Bahçeli’nin MHP’yi iyi yönetmediğini düşünebilirsiniz. Ancak Bahçeli samimi bir lider ve MHP’yi ‘normal siyaset’in içinde tutmak için elinden geleni yaptı. Onun idaresi altında MHP’liler bazılarının kendilerinden beklediğini yapmadılar ve sokağa inmediler. Oysa ki MHP’nin mevcut trend içinde seçimler yoluyla iktidara gelebilmesi çok zor görünüyordu. Bu nedenle bir ara CHP+MHP koalisyon formülleri üzerinde çalışıldı. Fakat MHP tabanındaki kaymalar ve CHP ile MHP’nin pek çok ilde aynı kitlelere hitap etmeye başlaması işleri zorlaştırdı. Bu bağlamda MHP’nin ‘kitle partisi’nden ‘operasyon partisi’ne dönüştürülmesi iktidarı devirmek için bazı çevrelerin bulduğu yeni formül oldu.
Son dönemde oynanan oyunlar (kaset vs.) MHP’yi merkezden marjinalliğe çekme hedefinin doğal sonuçlarıdır. Kasetlerin seçimlerden hemen önce gelmesinin bir nedeni de budur. Burada esas olan MHP’nin barajı geçmesi değil, sokağa indirilmesidir. Dikkatli bakıldığında PKK’yı silahlarıyla dağdan şehirlere indirmeye çalışanlarla MHP’yi Meclis’ten sokaklara indirmeye çalışanlar aynı odaklardır.
Doğu’da PKK, Batı’da MHP çatışmalara çekildikçe iki kutup birbirini besleyecek. Bir kez silahlar çekilince sinirler daha da gerilecek ve kitlesel çarpışmalar yaşanacak. Tüm senaryo Kürt-Türk iç savaşını çıkartmak üzerine kurulu. Bundan sonrasında işler kolaylaşacak. Ortam gerilip, ülke yönetilemiyor görüntüsünü bir kez verdiniz mi ateşi alevlendirmek için üzerine rejim tartışmasını da eklersiniz, laiklik elden gidiyor feryatlarını da. Eşzamanlı olarak birkaç milyar dolarlık dış kredi iptal olur, kredi notları düşürülür, borsa dış kaynaklı sabotajlarla dibe vurursa işte o zaman Ergenekoncular için bayram günüdür.
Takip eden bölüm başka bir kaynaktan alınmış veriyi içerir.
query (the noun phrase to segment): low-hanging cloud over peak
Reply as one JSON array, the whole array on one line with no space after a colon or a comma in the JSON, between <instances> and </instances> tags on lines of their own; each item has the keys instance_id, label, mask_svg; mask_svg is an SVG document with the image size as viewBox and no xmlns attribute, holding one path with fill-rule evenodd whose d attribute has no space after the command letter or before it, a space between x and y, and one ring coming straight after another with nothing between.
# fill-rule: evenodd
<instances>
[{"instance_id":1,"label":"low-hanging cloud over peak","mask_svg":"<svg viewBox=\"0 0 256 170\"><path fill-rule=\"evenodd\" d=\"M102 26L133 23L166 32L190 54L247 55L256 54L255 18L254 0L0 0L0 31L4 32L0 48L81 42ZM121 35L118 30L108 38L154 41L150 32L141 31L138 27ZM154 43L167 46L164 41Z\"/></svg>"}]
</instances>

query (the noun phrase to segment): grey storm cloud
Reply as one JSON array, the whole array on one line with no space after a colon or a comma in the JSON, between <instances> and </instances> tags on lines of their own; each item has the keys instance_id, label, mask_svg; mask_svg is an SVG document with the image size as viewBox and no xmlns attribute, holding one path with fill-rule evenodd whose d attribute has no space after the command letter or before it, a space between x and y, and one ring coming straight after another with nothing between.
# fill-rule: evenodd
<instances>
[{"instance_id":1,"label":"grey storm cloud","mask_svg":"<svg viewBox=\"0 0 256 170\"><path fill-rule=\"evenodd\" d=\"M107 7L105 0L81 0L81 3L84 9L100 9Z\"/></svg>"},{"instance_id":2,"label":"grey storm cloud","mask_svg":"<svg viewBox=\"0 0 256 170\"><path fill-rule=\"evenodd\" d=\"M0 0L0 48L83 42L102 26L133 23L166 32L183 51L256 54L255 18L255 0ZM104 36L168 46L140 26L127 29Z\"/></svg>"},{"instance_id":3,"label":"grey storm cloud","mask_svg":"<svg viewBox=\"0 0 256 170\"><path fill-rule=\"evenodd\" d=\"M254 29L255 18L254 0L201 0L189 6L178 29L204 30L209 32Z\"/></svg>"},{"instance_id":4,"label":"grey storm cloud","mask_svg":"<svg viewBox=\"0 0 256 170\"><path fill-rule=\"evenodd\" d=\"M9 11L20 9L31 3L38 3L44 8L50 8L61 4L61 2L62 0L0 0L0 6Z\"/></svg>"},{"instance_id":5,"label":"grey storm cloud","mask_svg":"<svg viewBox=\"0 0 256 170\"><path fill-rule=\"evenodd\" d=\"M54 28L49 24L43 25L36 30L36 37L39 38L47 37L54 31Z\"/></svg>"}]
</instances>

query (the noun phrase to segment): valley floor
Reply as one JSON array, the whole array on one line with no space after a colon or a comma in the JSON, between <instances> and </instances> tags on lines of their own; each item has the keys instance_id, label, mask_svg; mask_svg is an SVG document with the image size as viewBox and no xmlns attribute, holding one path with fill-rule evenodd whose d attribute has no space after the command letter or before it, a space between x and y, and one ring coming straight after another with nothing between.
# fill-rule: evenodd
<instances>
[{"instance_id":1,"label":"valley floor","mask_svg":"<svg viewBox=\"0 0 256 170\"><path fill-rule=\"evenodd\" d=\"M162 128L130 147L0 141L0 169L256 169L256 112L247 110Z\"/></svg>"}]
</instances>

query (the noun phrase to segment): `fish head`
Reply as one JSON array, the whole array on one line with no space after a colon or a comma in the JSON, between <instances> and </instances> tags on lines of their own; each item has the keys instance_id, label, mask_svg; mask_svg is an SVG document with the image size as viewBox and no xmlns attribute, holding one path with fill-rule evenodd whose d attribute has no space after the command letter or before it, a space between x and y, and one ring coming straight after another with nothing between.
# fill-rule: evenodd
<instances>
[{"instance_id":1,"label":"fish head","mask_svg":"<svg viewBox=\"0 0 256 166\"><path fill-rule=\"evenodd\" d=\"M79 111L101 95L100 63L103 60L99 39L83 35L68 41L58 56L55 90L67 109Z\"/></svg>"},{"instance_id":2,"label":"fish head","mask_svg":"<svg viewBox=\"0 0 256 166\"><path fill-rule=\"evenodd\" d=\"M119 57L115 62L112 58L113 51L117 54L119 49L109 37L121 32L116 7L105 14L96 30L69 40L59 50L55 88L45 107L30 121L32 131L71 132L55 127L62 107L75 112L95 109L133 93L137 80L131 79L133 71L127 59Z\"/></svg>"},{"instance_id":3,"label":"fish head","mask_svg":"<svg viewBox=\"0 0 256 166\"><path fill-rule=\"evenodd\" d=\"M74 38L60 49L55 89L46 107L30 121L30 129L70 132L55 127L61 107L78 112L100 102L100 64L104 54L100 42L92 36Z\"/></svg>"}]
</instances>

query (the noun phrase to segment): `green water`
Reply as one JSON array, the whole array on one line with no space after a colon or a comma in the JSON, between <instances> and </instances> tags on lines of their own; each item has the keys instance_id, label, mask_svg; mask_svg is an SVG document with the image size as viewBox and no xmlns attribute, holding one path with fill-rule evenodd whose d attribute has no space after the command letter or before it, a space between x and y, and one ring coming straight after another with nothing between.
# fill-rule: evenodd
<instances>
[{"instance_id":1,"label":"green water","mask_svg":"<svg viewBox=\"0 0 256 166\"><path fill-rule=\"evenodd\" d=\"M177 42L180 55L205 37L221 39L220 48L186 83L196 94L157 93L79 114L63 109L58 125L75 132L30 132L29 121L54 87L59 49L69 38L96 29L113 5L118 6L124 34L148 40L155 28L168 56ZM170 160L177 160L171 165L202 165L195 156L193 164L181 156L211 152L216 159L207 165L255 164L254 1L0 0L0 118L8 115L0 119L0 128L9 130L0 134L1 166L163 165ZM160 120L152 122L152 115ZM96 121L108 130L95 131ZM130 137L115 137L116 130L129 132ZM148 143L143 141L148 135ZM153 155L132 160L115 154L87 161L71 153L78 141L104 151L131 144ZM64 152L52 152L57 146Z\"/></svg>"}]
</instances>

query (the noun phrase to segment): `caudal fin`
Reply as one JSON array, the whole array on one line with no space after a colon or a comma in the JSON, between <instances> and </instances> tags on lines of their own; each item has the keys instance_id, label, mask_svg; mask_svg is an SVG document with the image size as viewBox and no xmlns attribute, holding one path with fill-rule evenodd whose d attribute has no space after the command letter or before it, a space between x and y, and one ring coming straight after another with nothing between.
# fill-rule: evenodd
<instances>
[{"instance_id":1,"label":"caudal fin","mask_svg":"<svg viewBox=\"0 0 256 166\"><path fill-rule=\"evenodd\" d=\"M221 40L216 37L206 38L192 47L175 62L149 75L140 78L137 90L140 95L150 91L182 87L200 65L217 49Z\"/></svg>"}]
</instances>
Ülke ne kadar alevler içinde yanıp kavruluyorsa onlara göre Cumhuriyet de, Atatürk de, laiklik de kurtulmuş olur. Araya serpiştirilecek birkaç siyasi cinayet de manzarayı 1990’lar havasına iyiden iyiye sokar. Bir erken genel seçim, dağıtılan AK Parti, birbirine giren CHP ve MHP ve gelsin yeniden koalisyon yılları. Önde koalisyon, arkada sivil-asker bürokrat çeteleşmeler...
Tüm bu senaryolar tanıdık geliyor değil mi? Kısacası Bahçeli bahane, kaset üzerinden darbe ise yapmak şahane...
Ne yapmalı?
Peki, oyun bu kadar tanıdık ise ne yapmalı? Öncelikle hükümet partisinin yaşananları soğutması gerekiyor. Ayrıca MHP’ye yapılan şantajın arkasındakileri bulmak için olağanüstü bir çaba da şart. Tüm bunlara ek olarak siyasi kavgalarda doz aşıldı. Gereksiz ve aslında faydasız atışmalar yapılıyor. Esastan iyiden iyiye uzaklaşıldı. Oysa halk her şeyin farkında, atışmalara değil politikalara prim veriyor. MHP’ye gelince... İşleri gerçekten zor. Kasetler adeta kimyalarını bozdu. Ayrıca kendi elleriyle kendi tabanlarına zarar verdikleri için gereksiz iç çatışmalara da neden oldular. Bu da yalnızlık ve ihanet duygularını kamçılıyor. Fakat yine de sinirlere hakim olmak gerekiyor. Bu konuda da ağabeylerin, reislerin gençleri sakinleştirmesi şart. Ne var ki STAR gazetesine yapılan en son saldırıda böyle bir sağduyu ve olgunluğu yeterince göremedik. Umarız MHP öfkeyle kalkıp zararla oturmaz. Çünkü onun zararı, aynı zamanda memleketin zararı.